The US has good and less crowded roads, many newer cars, and lower highway speeds. All these should result in lower fatalities, but the opposite is true.

Ironically, the US pioneered car safety design but stopped at doing something about the “nut behind the wheel”.


#14

If someone is stopped for DUI and fails a field sobriety test, their car should be impounded… no matter WHO owns it.

I’d have a problem with that. There are lots of scenarios in which someone might loan somebody their car without having reason to suspect that that person would then take it out on a drunken joyride.

I’d rather have the loaned car considered stolen if you do anything illegal in it. That not only gives you another charge to pile on the drunk, but also doesn’t hold innocent people responsible for the actions of others.

I’ve seen cases where such laws have been enacted, and they’re often used (and abused) to take property from people who didn’t do anything wrong. There have been a number of cases where civil forfeiture laws were used to take people’s houses away from them because unbeknownst to them their (often adult) kid got caught with drugs while in the house. There are countless other cases where property (money, cars, equipment, houses, you name it) is seized “on suspicion that it was involved in a crime,” and then the property owner has to prove the property’s innocence even after courts have determined that the owner did nothing wrong.

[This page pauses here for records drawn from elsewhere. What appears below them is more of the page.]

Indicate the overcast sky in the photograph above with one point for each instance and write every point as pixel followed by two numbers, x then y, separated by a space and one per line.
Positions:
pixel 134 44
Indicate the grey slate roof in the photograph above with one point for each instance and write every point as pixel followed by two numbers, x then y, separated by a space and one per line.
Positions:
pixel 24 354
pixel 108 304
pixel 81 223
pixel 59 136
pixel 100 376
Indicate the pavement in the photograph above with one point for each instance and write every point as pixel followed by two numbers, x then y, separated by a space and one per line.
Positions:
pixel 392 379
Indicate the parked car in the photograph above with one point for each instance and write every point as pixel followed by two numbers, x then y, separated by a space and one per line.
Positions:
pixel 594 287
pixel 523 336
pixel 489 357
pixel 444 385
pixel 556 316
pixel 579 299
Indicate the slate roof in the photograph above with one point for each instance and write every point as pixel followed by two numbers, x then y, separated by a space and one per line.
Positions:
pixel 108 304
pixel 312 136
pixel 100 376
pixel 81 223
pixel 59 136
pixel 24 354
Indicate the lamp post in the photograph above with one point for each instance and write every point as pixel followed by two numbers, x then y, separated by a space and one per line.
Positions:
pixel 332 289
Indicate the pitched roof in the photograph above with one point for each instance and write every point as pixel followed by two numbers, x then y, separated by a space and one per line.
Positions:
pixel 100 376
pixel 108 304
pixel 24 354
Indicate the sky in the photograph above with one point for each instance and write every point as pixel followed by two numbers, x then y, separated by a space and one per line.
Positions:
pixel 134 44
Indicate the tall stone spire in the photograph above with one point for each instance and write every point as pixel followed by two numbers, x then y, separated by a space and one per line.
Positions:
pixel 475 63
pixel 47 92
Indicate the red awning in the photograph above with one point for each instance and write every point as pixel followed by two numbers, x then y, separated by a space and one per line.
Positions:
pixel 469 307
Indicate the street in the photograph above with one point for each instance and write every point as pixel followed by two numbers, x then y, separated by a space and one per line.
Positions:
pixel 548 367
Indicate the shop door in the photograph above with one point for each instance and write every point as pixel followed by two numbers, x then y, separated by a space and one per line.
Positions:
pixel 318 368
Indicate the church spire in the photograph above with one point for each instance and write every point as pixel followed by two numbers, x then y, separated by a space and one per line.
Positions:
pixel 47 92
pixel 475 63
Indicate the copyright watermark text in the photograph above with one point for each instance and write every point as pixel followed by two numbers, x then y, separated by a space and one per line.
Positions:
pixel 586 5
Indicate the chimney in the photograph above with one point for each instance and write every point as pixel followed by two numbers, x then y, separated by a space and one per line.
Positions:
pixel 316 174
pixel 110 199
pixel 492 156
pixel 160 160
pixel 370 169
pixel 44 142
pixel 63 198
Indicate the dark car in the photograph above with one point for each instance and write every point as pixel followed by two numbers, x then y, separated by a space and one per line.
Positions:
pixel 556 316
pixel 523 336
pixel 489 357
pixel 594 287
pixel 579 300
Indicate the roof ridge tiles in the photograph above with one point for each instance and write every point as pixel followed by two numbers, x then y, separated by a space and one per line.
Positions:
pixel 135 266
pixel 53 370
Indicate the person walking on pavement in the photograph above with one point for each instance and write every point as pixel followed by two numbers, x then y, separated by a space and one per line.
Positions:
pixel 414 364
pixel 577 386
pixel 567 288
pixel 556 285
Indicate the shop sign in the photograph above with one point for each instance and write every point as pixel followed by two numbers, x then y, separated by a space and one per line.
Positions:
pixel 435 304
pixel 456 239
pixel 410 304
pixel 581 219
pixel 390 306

It boils down to quazi-legal government kleptomania, and I’d not be in favor of strengthening the ability of law enforcement to engage in it.


#15

Some jurisdictions are simply committing highway robbery:


#16

Yep. And if they extend this practice to DWI laws, it’ll be really awful, because in many states if you are in close proximity to your vehicle and you have the keys, you are legally in “command, and control” of the vehicle and are therefore guilty of drunk driving even if the key is in your pocket and the car hasn’t even been started.

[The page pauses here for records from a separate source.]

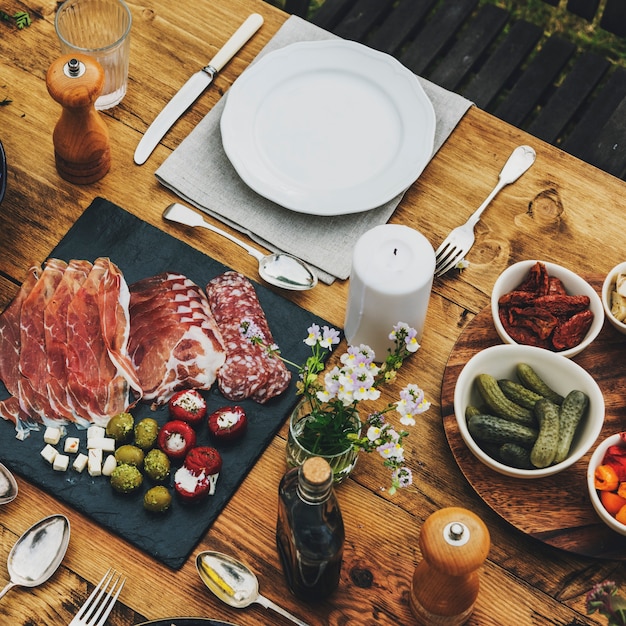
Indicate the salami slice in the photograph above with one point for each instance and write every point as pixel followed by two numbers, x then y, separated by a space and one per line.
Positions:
pixel 248 371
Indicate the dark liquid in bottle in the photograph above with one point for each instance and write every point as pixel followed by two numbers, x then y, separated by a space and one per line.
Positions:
pixel 309 536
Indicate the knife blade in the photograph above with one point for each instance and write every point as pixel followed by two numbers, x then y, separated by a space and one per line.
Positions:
pixel 194 86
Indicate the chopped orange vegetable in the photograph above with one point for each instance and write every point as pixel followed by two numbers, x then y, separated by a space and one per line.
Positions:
pixel 621 515
pixel 612 502
pixel 605 478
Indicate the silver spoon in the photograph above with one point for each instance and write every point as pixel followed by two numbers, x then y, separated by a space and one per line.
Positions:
pixel 278 269
pixel 234 583
pixel 38 552
pixel 8 485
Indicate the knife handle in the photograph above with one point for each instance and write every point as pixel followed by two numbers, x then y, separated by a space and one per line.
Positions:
pixel 236 42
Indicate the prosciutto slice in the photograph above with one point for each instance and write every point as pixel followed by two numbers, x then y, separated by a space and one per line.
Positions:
pixel 174 340
pixel 97 386
pixel 64 346
pixel 55 327
pixel 33 380
pixel 248 371
pixel 10 357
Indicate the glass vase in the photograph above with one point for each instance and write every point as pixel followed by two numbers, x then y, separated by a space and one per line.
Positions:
pixel 341 463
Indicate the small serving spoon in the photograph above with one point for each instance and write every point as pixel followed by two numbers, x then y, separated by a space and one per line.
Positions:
pixel 38 553
pixel 8 485
pixel 278 269
pixel 234 583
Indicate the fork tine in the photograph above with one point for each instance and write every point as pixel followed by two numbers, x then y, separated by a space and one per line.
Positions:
pixel 90 602
pixel 449 264
pixel 109 602
pixel 100 602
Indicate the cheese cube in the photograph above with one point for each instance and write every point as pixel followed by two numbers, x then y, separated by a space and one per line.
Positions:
pixel 71 445
pixel 94 463
pixel 61 462
pixel 109 465
pixel 49 453
pixel 104 443
pixel 80 463
pixel 95 431
pixel 52 435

People have been arrested on DWI charges when they were sleeping it off in the back seat, in the parking lot of the bar where they got drunk. Let the cops confiscate any car they want in DWI busts and it will be open season on getting cars to sell at auction. They can then use the proceeds to do anything they want, including paying their own salaries, or even buying alcohol and drink-making equipment to use in office parties.


#17

Note that the CDC stands for Center for Disease Control. Now they have morphed into injury prevention. Just one of my pet peeves. There is still enough disease issues to deal with concerning food borne imports, exotics being spread from global transportation, and so on that we should leave injury prevention to someone else. Next they’ll take on terrorism.


#18

When I heard that I am most likely to have an accident within 50 miles of my home…I moved.

;-]


#19

It seems to me the improvement is likely due to significant improvements in the automobile. We have disk brakes all around and suspensions are much better too. People can, and do, drive far faster than they used to and they are still safer than before.


#20

@jt Yes, highway design and car design all have improved massively. What has not improved is the average driving skills.